A Raízen conseguiu costurar um acordo histórico que afasta as incertezas sobre sua estrutura de capital e redefine os rumos de um dos maiores conglomerados de energia do Brasil.
A companhia obteve a adesão formal de 75% de seus credores ao plano de recuperação extrajudicial proposto pela diretoria. O percentual atinge com folga o limite legal exigido pela Lei de Recuperação e Falências (que estipula um quórum mínimo de mais da metade dos créditos de cada classe afetada), garantindo o suporte necessário para que a empresa dê entrada no pedido de homologação judicial com um cenário de amplo consenso de mercado.
A velocidade e o alto índice de aprovação do plano demonstram a confiança do setor financeiro na viabilidade operacional de longo prazo da companhia, apesar do forte aperto de liquidez recente.
Os termos do acordo e o alívio no fluxo de caixa
A aprovação do plano extrajudicial representa uma vitória macroeconômica para a administração da Raízen, permitindo um redesenho agressivo de seu cronograma de amortizações.

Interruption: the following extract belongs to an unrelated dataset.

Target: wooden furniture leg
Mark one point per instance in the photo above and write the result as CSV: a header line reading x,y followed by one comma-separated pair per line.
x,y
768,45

O plano acordado com os principais bancos e detentores de títulos prevê o alongamento dos prazos de vencimento das dívidas de curto e médio prazo, além de carências para o pagamento do principal e uma repactuação das taxas de juros atreladas ao CDI. Em troca, a Raízen se comprometeu a seguir uma cartilha rígida de eficiência, que inclui a venda de ativos não-estratégicos (assets disposal), a redução drástica de investimentos de capital (Capex) em projetos de expansão e foco total na geração de caixa de suas operações maduras de refino e distribuição.
Ao optar pela via extrajudicial de forma consensual, a companhia evitou o desgaste de imagem e a destruição de valor associados a uma recuperação judicial tradicional, mantendo suas operações logísticas e contratos de fornecimento rodando sem interrupções.
Sinalização para o setor de energia e agronegócio
O desfecho bem-sucedido da negociação da Raízen injeta uma forte dose de previsibilidade e alívio em toda a cadeia sucroenergética e de distribuição do país.
Como a empresa é uma das maiores compradoras de cana-de-açúcar e uma das principais distribuidoras de combustíveis do território nacional (através da rede de postos Shell), um processo de reestruturação desordenado poderia travar o crédito e gerar um efeito cascata em centenas de fornecedores e cooperativas. Com o balanço equacionado e o respaldo de três quartos de seus credores, a Raízen ganha o fôlego financeiro necessário para atravessar o atual ciclo de juros altos e focar na rentabilidade de suas operações principais nos próximos anos.